Revolutionary Re-Education In Egypt

Perihan Abouzeid, the 26 year old owner of an online supermarket, is one of the young, female, twittteriffic activists that the media has so far put, not without justification, at the centre of the story of Egypt’s uprising. When I first met her a month and a bit ago, it was at a posh coffee shop on the island of Zamalek, an island on the Nile populated by foreigners and wealthy Egyptians. She was participating in a meeting of Shabab Masri (Egyptian Youth), a group she formed with other young activists during the eighteen day uprising that ousted Mubarak.

Their plan, she told me, was to travel to the poor and less educated areas to carry out “public awareness” campaigns, utilising debate, performance and other visual mediums to explain the basics of democracy, like why people shouldn’t give their vote to the guy who gives them flour, cooking oil and money the day before the election.

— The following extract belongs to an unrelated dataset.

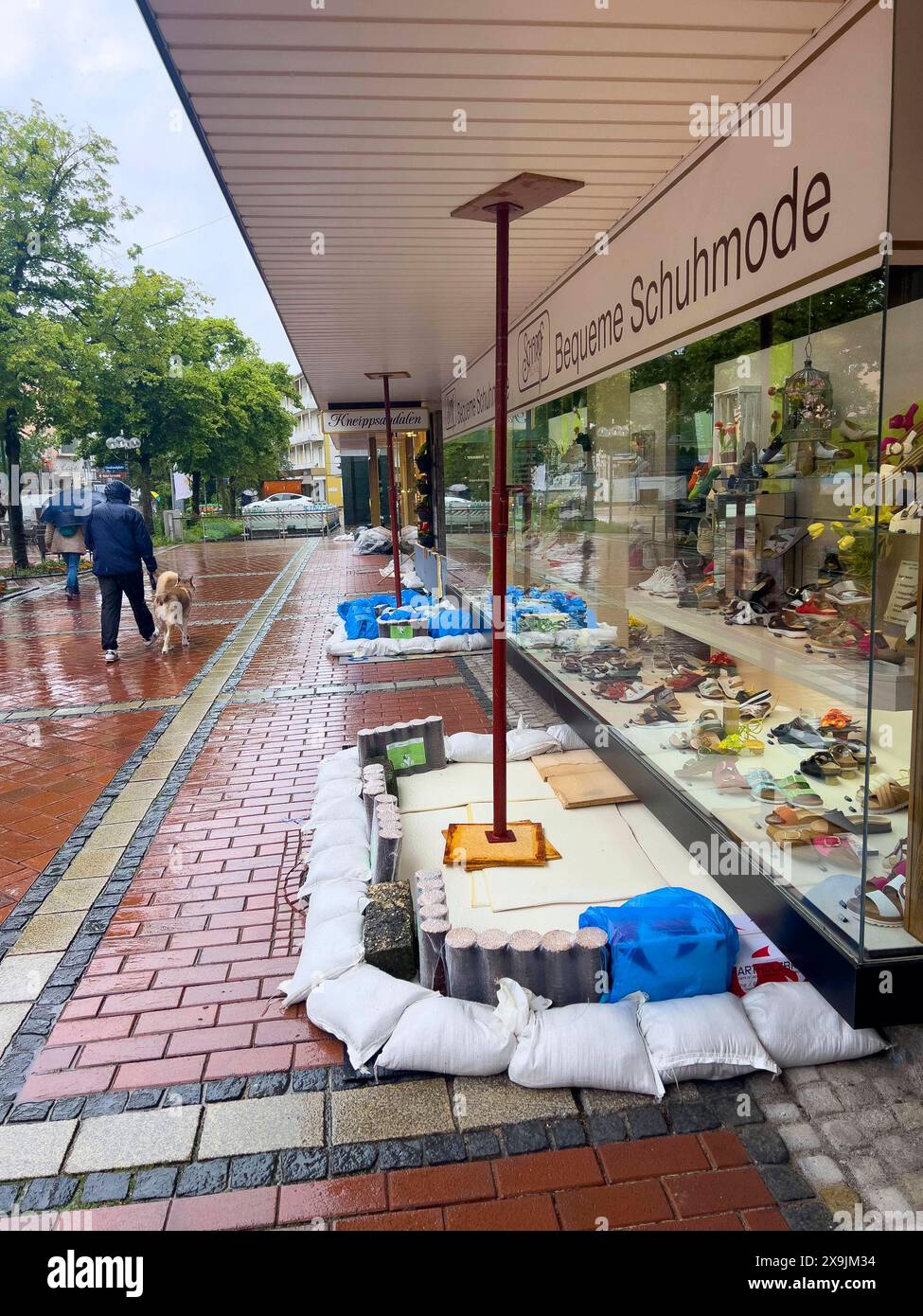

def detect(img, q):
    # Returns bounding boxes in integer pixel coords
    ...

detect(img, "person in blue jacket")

According to the CIA world Fact Book (which is actually a fairly reliable source) a little over 28% (17% of men and 40% of women) of Egypt’s population is illiterate. So the benefits, the necessity even, of such a program seems self evident.

When we met again more recently, this plan had undergone an important change. Before they started talking to these people, they needed to do some listening. They had been travelling to poor areas, both rural and urban, all over Egypt, learning about the concerns of the people in those areas. In the city slums like Cairo’s Ain Elsira, they had found that food was the main issue. Stagnant wages and endemic unemployment, combined with rising prices had left people desperate and struggling to survive. In rural areas, where traditional structures were still firmly in place and people were more likely to be self sufficient in terms of food and other basic necessities, issues of nepotism and corruption, particularly the undue dominance of certain families, were more pressing. These were just a few examples, as every region, she emphasised, was different. The whole thing had echoes of Mao’s orders that the intellectuals should be sent out to the villages to be educated by the peasants.

Of course, this is not the whim of a dictator, it’s a voluntary project carried out by people who just participated in deposing one. What’s more, Shabab Masri still think their high quality education and twenty-four-seven access to the facebookverse give them something valuable to offer and still intend to send their awareness caravan around the country.

It has even maintained its original, and very noble, platform. Perihan aims to ensure that all voters have at least two criteria for any candidate they may consider voting for: that they were never part of the formerly ruling National Democratic Party (Shabab also intend to expose anybody who was); and that they don’t buy their votes.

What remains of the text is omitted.